Hardcore femdom po prostu nie wydaje mi się teraz pociągający

Od kilku lat robię NoFap z przerwami i bez społeczności reddit i tak o tym myślę. Cała pozytywność na tym forum jest świetna i w żaden sposób nie chcę na to srać. To powiedziawszy, to moja szczera opinia na temat życia bez fagowania:

Złe:

1. Spędzam znacznie więcej czasu i energii na NoFap niż na porno. Myślenie o pragnieniu i kontrolowanie go to o wiele więcej pracy niż tylko poddanie się mu. I przynajmniej dla mnie, kiedy fapuję, skończę, mogę iść dalej i robić inne rzeczy. Ale próba pracy i ciągłe mówienie przez mojego penisa „hej” jest naprawdę dużo bardziej rozpraszające niż kiedykolwiek było porno. Po prostu nie odnoszę się do ludzi, którzy mówią, że pracują ciężej / są bardziej skupieni, gdy nie fapują. Jeśli już, fagowanie utrzymuje mnie w izolacji od prawdziwego życia społecznego, a to sprawia, że ​​jestem bardzo produktywny! W sumie to nie jest warte kosztów izolacji, ale jest to koszt sam w sobie.

2. W związku z tym desperacko pragnę nawiązać relacje z prawdziwego życia, kiedy nie oglądam porno. Oczywiście to jeszcze nie wszystko okropne - prawdziwe relacje są naprawdę satysfakcjonujące i warte tego na dłuższą metę. Ale czuję się zależny od uwagi dziewcząt w sposób nie do końca odmienny od tego, jak czuję się zależny od porno. Możesz powiedzieć, że powinieneś „zrobić to dla siebie”, ale pod koniec dnia izolacja i brak motywacji do tworzenia związków były problemami, na które natknąłem się z pornografią i trudno mi to określić jako coś innego niż „robienie to za aprobatę innych ”. Nikt nie jest całkowicie niezależny; wszyscy potrzebujemy innych ludzi. Ale to w pewnym sensie osłabia poczucie autonomii / samorealizacji / cokolwiek, co przynosi kontrolowanie siebie, kiedy ostatecznie samokontrola jest taka, że ​​inni ludzie cię lubią.

Dobra:

1. Jestem o wiele bardziej pewny siebie w stosunku do dziewczyn. Kiedy oglądam porno, nie mogę nawet spojrzeć dziewczynom w oczy. Tylko dziewczyny idące ulicą - zupełnie unikałbym nawet patrzenia na nie. To nie jest coś, co nawet zauważyłem, dopóki całkowicie nie przestałem oglądać porno i zacząłem zdawać sobie sprawę, że bardzo interesują mnie dziewczyny wokół mnie. Nie zebrałem się jeszcze na odwagę, by kogoś umówić na randkę, ale przynajmniej w pewnym sensie wizualizuję to, kiedy widzę dziewczynę, naprawdę mi się to podoba. Kiedy oglądam porno, ze wstydu nie chcę nawet myśleć o prawdziwych związkach. Jest to więc ogromna korzyść.
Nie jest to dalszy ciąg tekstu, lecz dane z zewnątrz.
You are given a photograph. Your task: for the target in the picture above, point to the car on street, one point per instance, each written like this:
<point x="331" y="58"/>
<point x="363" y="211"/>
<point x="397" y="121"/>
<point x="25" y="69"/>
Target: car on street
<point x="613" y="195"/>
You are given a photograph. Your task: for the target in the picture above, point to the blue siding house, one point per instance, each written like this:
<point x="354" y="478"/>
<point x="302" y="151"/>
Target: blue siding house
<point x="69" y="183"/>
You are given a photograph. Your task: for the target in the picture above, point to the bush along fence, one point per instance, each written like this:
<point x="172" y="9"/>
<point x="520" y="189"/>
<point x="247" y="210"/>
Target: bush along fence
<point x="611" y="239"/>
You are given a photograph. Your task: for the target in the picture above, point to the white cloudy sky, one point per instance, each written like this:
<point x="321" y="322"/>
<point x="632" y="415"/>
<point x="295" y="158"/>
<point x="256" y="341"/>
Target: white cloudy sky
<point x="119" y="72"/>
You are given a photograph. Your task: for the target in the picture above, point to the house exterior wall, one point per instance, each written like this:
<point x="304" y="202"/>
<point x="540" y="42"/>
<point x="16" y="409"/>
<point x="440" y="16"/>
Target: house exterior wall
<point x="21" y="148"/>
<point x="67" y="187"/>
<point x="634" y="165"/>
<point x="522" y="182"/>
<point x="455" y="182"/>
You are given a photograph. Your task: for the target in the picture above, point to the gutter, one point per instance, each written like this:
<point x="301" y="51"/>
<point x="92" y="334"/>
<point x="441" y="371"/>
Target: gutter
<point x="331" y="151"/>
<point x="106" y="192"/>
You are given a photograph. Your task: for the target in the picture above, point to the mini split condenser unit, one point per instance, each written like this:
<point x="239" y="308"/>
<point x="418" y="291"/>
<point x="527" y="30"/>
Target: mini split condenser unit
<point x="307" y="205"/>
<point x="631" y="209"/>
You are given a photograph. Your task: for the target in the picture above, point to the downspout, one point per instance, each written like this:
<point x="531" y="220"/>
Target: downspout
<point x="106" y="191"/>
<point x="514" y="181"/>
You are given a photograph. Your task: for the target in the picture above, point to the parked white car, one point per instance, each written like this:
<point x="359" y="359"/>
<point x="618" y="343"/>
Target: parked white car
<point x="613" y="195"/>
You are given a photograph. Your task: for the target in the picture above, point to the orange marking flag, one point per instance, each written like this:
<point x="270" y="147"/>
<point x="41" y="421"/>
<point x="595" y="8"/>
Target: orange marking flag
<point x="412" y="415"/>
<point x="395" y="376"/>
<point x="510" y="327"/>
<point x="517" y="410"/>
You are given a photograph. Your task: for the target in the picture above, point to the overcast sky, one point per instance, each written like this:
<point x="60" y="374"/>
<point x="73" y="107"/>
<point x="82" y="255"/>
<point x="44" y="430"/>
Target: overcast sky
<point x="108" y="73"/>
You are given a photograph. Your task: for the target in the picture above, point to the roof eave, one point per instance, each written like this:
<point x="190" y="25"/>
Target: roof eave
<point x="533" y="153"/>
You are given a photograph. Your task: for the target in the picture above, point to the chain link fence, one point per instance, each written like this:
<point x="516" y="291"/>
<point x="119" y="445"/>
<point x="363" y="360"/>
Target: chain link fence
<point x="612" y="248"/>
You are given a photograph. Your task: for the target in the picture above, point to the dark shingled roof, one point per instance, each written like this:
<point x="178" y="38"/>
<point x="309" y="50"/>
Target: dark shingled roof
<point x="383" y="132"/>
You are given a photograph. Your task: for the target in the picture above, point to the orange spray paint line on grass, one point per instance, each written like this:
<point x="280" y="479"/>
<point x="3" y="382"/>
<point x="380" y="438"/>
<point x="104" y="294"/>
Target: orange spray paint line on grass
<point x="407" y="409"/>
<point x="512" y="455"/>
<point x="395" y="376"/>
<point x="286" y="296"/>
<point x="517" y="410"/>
2. Czujesz się dobrze, mając siłę do przezwyciężenia przemijającego pragnienia. Nawet jeśli nie jestem pewien co do rozumowania `` cyklu cnotliwego '', zgodnie z którym przezwyciężenie jednego złego nawyku oznacza, że ​​wszystko inne się ułoży (zamiast wysysać siłę woli, którą możesz wykorzystać do osiągnięcia innych celów), zawsze musisz doceniać moment osiągnięcia, kiedy przeszedłeś przez okres, w którym naprawdę chciałeś się bawić.
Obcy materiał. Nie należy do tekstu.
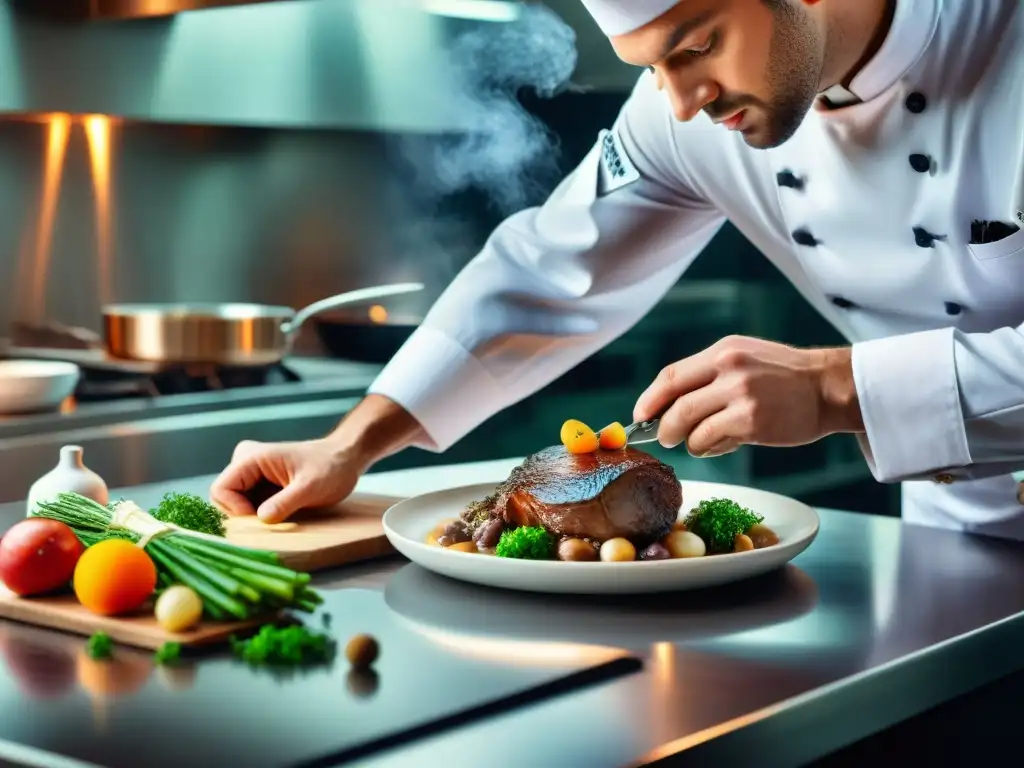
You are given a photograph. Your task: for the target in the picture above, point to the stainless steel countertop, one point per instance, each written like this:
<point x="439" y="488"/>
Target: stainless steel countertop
<point x="877" y="622"/>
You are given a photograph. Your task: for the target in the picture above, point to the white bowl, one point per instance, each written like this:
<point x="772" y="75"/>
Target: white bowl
<point x="31" y="386"/>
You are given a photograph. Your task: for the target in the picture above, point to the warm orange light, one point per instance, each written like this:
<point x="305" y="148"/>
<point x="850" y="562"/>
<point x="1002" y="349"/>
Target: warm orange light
<point x="97" y="131"/>
<point x="58" y="128"/>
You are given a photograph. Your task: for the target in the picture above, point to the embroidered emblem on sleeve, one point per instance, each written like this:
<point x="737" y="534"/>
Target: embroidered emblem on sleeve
<point x="616" y="170"/>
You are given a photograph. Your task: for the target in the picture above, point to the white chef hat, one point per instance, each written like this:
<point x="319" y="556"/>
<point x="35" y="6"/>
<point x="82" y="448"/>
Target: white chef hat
<point x="622" y="16"/>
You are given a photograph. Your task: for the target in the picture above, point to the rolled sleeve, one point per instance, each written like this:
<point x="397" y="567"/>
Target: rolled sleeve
<point x="909" y="400"/>
<point x="446" y="389"/>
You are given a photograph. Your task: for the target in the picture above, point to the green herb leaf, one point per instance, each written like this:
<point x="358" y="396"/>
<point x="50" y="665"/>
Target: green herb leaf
<point x="719" y="521"/>
<point x="190" y="512"/>
<point x="294" y="646"/>
<point x="99" y="645"/>
<point x="167" y="653"/>
<point x="526" y="543"/>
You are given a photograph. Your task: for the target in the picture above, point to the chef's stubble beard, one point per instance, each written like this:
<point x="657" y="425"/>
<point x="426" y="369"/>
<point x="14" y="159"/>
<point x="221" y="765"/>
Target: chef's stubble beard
<point x="795" y="64"/>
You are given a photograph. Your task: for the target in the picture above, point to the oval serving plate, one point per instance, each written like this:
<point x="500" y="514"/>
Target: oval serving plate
<point x="408" y="523"/>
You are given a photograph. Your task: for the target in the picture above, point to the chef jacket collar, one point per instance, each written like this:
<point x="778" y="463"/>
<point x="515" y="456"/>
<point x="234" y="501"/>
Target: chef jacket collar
<point x="912" y="28"/>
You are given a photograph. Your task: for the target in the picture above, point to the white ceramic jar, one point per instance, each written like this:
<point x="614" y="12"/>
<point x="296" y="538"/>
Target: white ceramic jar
<point x="70" y="475"/>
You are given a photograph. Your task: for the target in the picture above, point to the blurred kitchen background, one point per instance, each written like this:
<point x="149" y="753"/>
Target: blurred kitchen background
<point x="282" y="152"/>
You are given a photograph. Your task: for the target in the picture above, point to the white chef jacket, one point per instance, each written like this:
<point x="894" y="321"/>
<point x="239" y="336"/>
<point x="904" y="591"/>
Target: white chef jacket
<point x="867" y="210"/>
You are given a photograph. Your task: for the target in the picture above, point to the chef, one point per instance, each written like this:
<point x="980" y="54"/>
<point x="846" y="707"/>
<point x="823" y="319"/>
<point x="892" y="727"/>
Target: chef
<point x="872" y="150"/>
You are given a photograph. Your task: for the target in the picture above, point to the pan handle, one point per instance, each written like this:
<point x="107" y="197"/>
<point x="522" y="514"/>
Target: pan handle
<point x="345" y="299"/>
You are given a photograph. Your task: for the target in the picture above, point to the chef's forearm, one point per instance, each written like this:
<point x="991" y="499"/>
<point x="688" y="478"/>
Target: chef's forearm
<point x="376" y="428"/>
<point x="839" y="393"/>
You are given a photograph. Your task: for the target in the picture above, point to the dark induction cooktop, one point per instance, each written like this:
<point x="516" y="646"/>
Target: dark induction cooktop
<point x="216" y="711"/>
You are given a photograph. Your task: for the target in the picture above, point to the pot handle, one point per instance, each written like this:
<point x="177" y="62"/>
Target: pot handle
<point x="344" y="299"/>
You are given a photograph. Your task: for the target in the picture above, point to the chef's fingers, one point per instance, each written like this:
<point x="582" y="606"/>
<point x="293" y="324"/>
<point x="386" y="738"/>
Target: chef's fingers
<point x="720" y="433"/>
<point x="227" y="492"/>
<point x="679" y="421"/>
<point x="285" y="503"/>
<point x="673" y="382"/>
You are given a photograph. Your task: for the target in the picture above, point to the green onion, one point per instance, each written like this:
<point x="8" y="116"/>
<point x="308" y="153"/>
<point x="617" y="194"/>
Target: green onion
<point x="232" y="582"/>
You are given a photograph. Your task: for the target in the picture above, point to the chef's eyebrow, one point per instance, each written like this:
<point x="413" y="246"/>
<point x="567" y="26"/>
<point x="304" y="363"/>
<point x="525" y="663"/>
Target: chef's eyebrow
<point x="683" y="30"/>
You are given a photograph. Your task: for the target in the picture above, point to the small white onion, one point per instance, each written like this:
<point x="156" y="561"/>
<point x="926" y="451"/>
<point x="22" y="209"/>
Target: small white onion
<point x="178" y="608"/>
<point x="684" y="544"/>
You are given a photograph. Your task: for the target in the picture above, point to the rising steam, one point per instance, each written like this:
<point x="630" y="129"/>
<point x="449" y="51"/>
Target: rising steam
<point x="507" y="153"/>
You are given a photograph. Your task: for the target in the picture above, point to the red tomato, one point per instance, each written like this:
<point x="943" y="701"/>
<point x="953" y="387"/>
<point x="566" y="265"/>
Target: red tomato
<point x="38" y="555"/>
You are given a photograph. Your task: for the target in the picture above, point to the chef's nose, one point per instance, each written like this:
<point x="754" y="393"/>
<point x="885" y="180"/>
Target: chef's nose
<point x="689" y="97"/>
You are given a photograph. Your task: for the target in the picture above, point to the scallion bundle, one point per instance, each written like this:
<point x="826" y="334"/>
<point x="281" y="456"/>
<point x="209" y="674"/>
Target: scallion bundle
<point x="232" y="582"/>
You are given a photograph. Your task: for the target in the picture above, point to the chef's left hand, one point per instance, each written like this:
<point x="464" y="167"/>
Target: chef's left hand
<point x="750" y="391"/>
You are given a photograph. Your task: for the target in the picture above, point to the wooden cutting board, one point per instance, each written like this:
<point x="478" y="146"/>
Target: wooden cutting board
<point x="66" y="613"/>
<point x="314" y="540"/>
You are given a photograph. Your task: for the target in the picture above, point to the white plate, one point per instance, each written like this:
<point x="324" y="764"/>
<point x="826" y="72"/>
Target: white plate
<point x="29" y="386"/>
<point x="408" y="523"/>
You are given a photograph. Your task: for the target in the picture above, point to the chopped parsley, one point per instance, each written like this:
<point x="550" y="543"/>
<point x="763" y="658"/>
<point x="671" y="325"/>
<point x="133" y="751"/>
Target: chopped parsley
<point x="99" y="645"/>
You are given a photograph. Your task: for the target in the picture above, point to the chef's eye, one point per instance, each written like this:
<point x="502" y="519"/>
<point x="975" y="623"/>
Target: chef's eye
<point x="705" y="49"/>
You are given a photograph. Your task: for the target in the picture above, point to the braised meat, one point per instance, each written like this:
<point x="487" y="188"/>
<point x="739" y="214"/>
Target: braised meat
<point x="597" y="496"/>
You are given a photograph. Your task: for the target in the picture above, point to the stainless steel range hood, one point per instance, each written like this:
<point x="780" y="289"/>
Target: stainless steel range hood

3. Innym dużym problemem, na który natknąłem się w przypadku pornografii, była desensytyzacja: oglądanie coraz bardziej ekstremalnych rzeczy, aby uzyskać ten sam poziom podniecenia. Pokonanie tego jest ogromne, ponieważ jest to spirala w dół, której nie chcę zejść. To, co lubiłem (hardcore femdom), po prostu nie wydaje mi się teraz atrakcyjne i wiem, że to dlatego, że podjąłem świadomy wysiłek, aby zatrzymać porno.